In essence an app that boils down to its beery essence the information found on respected beer website Casque Mark, CaskFinder is unlikely to win any awards for design. On a 10in tablet, especially, its simple interface just crosses the border between utilitarian and ugly, although it is much more palatable in its natural home of a smartphone. But no matter, this is a free app for Android and iOS and the proof of the pudding is in the drinking, so to speak.
Those who, like your author, have been known to imbibe a drop or two will know that the 'Cask Marque' itself is a sign that appears outside pubs guaranteeing that inside you will get a great pint of well-kept cask ale. The website - and now the CaskFinder app - takes this a stage further, allowing you to research beers, and find pubs and festivals, as you go.
The simple home page offers several options: Beers, Cask Marque Pubs, Brewers, Festivals, Beer of the Week, Beer Blog and Beer Scan.
Beers takes you to an alphabetical list of ales, with a search bar in order that you can quickly find a specific tipple. Once you click on a beer, you get basic information about brewery and alcohol content, a guide to the taste, and a crowd-sourced rating. You're also given the option to rate the beer yourself, thus adding to the quality of the information for everyone else.
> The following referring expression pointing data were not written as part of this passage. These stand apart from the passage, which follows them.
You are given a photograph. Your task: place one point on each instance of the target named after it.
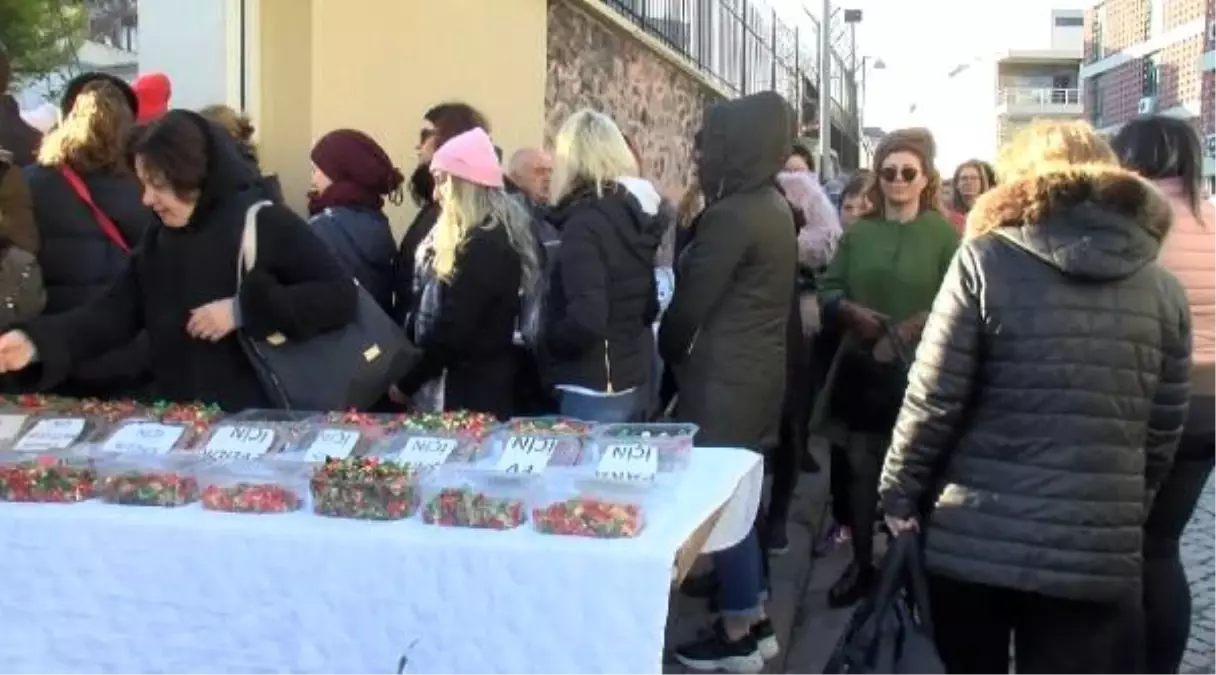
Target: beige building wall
(378, 65)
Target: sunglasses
(906, 173)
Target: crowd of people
(1015, 364)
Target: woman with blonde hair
(468, 276)
(1042, 412)
(876, 294)
(89, 214)
(602, 298)
(240, 128)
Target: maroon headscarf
(361, 172)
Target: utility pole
(825, 86)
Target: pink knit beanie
(469, 157)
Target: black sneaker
(701, 586)
(716, 652)
(777, 541)
(766, 640)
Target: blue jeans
(739, 572)
(606, 410)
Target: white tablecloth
(117, 590)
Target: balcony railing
(1043, 99)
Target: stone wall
(595, 65)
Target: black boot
(853, 585)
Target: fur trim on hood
(1091, 221)
(1035, 198)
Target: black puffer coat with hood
(602, 299)
(725, 330)
(296, 288)
(1050, 389)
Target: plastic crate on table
(587, 510)
(148, 479)
(252, 434)
(365, 488)
(49, 477)
(336, 434)
(247, 487)
(451, 499)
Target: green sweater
(891, 268)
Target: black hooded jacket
(296, 288)
(1050, 389)
(725, 328)
(602, 299)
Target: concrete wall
(189, 40)
(597, 61)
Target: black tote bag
(891, 631)
(350, 367)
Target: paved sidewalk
(1199, 556)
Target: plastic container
(364, 488)
(477, 426)
(533, 444)
(673, 442)
(337, 434)
(146, 436)
(427, 450)
(46, 477)
(56, 432)
(252, 488)
(449, 500)
(148, 479)
(589, 512)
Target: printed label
(11, 426)
(422, 453)
(240, 443)
(629, 462)
(52, 434)
(332, 443)
(145, 438)
(527, 454)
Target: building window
(1152, 76)
(1093, 88)
(1099, 15)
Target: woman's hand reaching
(16, 352)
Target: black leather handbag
(350, 367)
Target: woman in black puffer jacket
(602, 298)
(85, 247)
(1042, 412)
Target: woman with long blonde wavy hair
(1042, 412)
(471, 274)
(90, 217)
(602, 299)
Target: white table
(117, 590)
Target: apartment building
(1144, 57)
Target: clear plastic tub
(50, 477)
(477, 426)
(365, 488)
(427, 450)
(533, 444)
(146, 436)
(148, 479)
(469, 502)
(586, 512)
(252, 488)
(673, 443)
(56, 432)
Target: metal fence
(743, 45)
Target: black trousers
(1052, 636)
(865, 454)
(1166, 590)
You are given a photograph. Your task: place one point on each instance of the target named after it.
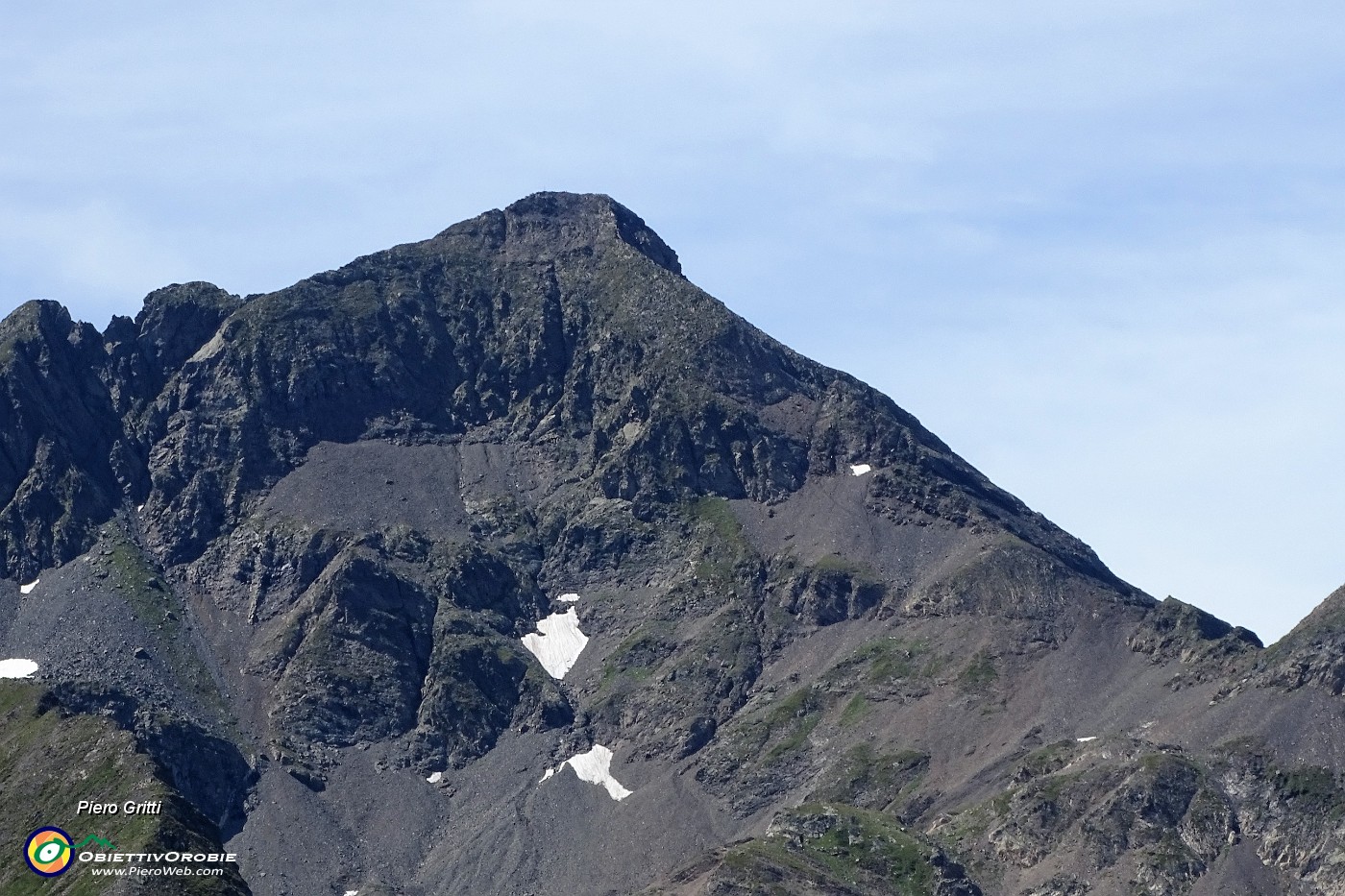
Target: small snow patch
(16, 667)
(596, 768)
(558, 642)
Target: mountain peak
(587, 217)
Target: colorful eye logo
(49, 852)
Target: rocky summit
(513, 563)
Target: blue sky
(1093, 247)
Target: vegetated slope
(824, 653)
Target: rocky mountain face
(513, 563)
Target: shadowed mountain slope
(345, 539)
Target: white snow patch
(596, 768)
(16, 667)
(560, 642)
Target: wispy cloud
(1095, 247)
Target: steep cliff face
(423, 547)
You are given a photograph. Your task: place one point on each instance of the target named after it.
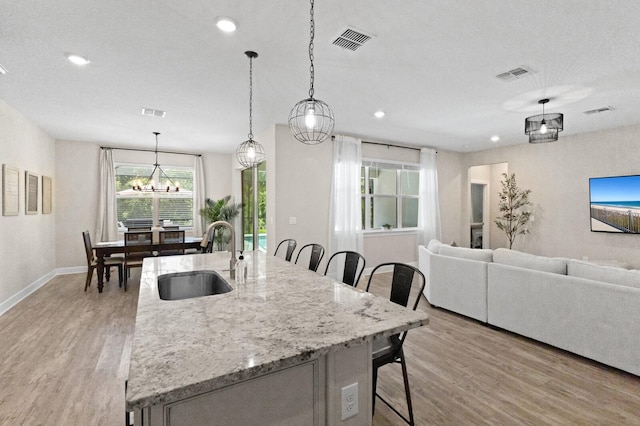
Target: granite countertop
(283, 315)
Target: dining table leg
(100, 270)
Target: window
(153, 207)
(389, 195)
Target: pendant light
(149, 185)
(311, 120)
(250, 153)
(545, 127)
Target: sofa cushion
(434, 246)
(556, 265)
(481, 255)
(607, 274)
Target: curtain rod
(389, 145)
(151, 150)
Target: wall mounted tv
(615, 204)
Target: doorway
(254, 207)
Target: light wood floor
(64, 358)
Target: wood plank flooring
(64, 356)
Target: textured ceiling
(431, 67)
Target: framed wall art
(46, 195)
(10, 191)
(31, 193)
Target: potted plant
(220, 210)
(513, 205)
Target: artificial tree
(513, 206)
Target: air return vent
(514, 74)
(351, 39)
(153, 112)
(598, 110)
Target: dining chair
(92, 263)
(352, 264)
(171, 243)
(317, 252)
(291, 246)
(406, 281)
(137, 246)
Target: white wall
(558, 175)
(27, 242)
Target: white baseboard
(25, 292)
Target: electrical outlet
(349, 401)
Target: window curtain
(198, 196)
(345, 222)
(428, 207)
(107, 228)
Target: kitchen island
(278, 349)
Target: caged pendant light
(250, 153)
(545, 127)
(311, 120)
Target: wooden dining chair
(171, 243)
(137, 246)
(92, 263)
(406, 281)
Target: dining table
(108, 248)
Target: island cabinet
(287, 347)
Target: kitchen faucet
(209, 237)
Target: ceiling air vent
(153, 112)
(598, 110)
(351, 39)
(514, 74)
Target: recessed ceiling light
(77, 59)
(226, 24)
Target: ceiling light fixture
(311, 120)
(77, 59)
(150, 184)
(545, 127)
(250, 153)
(226, 24)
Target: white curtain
(107, 227)
(198, 196)
(429, 207)
(345, 222)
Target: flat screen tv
(615, 204)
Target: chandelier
(545, 127)
(311, 120)
(149, 185)
(250, 153)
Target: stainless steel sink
(185, 285)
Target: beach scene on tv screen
(615, 204)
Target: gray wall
(27, 242)
(558, 175)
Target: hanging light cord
(250, 98)
(312, 35)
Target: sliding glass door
(254, 210)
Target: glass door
(254, 210)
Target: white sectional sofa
(581, 307)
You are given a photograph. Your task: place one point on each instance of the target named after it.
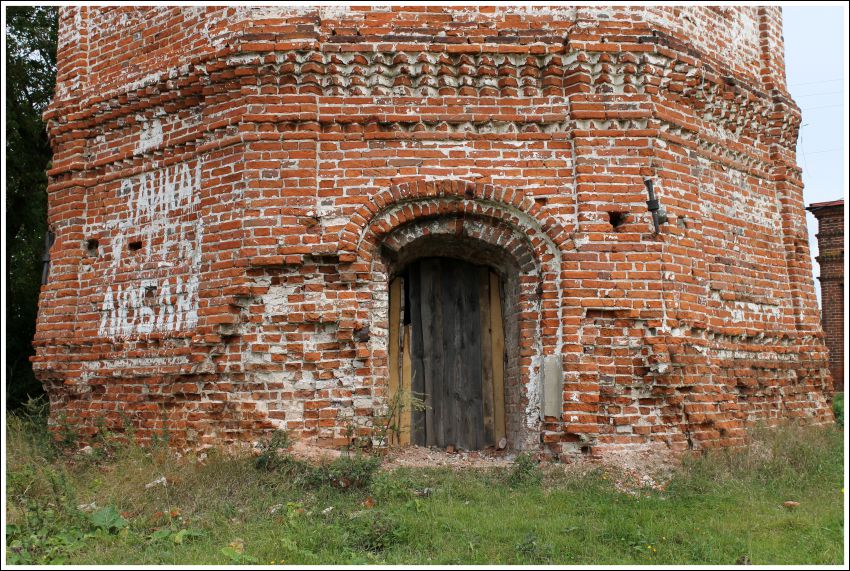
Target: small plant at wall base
(388, 426)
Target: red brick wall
(831, 261)
(254, 176)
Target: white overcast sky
(816, 67)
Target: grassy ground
(722, 508)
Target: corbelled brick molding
(233, 188)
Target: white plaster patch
(150, 136)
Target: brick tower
(281, 217)
(830, 236)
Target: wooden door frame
(399, 354)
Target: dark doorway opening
(447, 346)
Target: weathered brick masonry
(233, 188)
(830, 258)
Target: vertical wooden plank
(470, 408)
(417, 353)
(431, 315)
(406, 386)
(487, 393)
(447, 307)
(498, 333)
(394, 341)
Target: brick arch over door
(504, 220)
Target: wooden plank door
(447, 346)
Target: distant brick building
(277, 217)
(830, 257)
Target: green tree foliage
(30, 77)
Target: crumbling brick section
(830, 258)
(233, 188)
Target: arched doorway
(447, 347)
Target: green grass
(720, 508)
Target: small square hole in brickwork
(616, 219)
(91, 247)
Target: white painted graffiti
(156, 243)
(171, 305)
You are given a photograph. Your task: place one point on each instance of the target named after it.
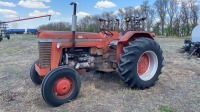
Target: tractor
(3, 33)
(192, 46)
(64, 55)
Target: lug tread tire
(127, 66)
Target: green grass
(163, 36)
(165, 108)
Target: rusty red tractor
(64, 55)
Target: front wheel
(141, 63)
(60, 86)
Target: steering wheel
(107, 32)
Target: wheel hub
(63, 86)
(143, 64)
(147, 65)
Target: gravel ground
(178, 88)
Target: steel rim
(63, 88)
(147, 65)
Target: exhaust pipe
(74, 21)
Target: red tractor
(64, 55)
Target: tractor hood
(67, 35)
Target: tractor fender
(131, 36)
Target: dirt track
(177, 90)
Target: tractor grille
(45, 54)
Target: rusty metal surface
(108, 70)
(45, 55)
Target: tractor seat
(113, 44)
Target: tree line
(163, 17)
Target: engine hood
(67, 35)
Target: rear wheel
(36, 79)
(191, 49)
(60, 86)
(1, 38)
(140, 63)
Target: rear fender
(131, 36)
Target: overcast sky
(59, 9)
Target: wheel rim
(147, 65)
(63, 88)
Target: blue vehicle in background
(32, 31)
(15, 31)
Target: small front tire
(60, 86)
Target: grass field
(178, 87)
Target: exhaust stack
(74, 21)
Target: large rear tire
(191, 49)
(141, 63)
(36, 79)
(60, 86)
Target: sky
(59, 9)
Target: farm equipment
(193, 45)
(3, 33)
(64, 55)
(32, 31)
(6, 33)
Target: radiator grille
(45, 54)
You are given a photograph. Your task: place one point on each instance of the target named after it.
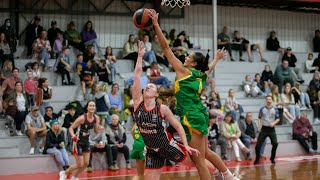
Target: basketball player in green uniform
(190, 78)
Popular beers with good distribution tend to have hundreds of ratings, but more obscure ales may have only a handful. The list is pretty extensive, and we didn't find any beers with no rating at all. (We did find a few misses, however, and were particularly disapointed that Shere Drop from the Surrey Hills brewery was missing. For the record: it's lovely.)
The Brewers option offers a similar service, only for the parents of the lovely ales you will be enjoying: in both cases, the mystery is taken out of selecting a guest ale at your local, or choosing a pint in a new place. And you can always join in by adding your own rating. And if you have access to a mystery beer's barcode, take a snap of the barcode of a beer, and Beer Scan will take you to its page.
The Cask Marque Pub option shows you a map of the nearest affiliated real-ale pubs, either by your current location, or by address. It's a very useful feature, that works well when it works, but we found it buggy, and it caused the app to crash a few times.
And then there are a few less useful features. Festivals is an interesting feature that could use a little work. It shows a list of beer festivals, but only by name of pub. Clicking on most offers scant information beyond a street address: are we to assume that there is a beer festival at this pub today? Some give details of the beers on offer. Beer of the week offers details of a single beer that is currently scoring well, and the Beer Blog is a regularly updated and breezy report from the world of lovely, lovely beer.
All well and good, but the principle reason to use CaskFinder is to find out about ales at the crucial moment between the landlord saying 'what will it be', and starting to poor. And at this, CaskFinder is pretty darned good.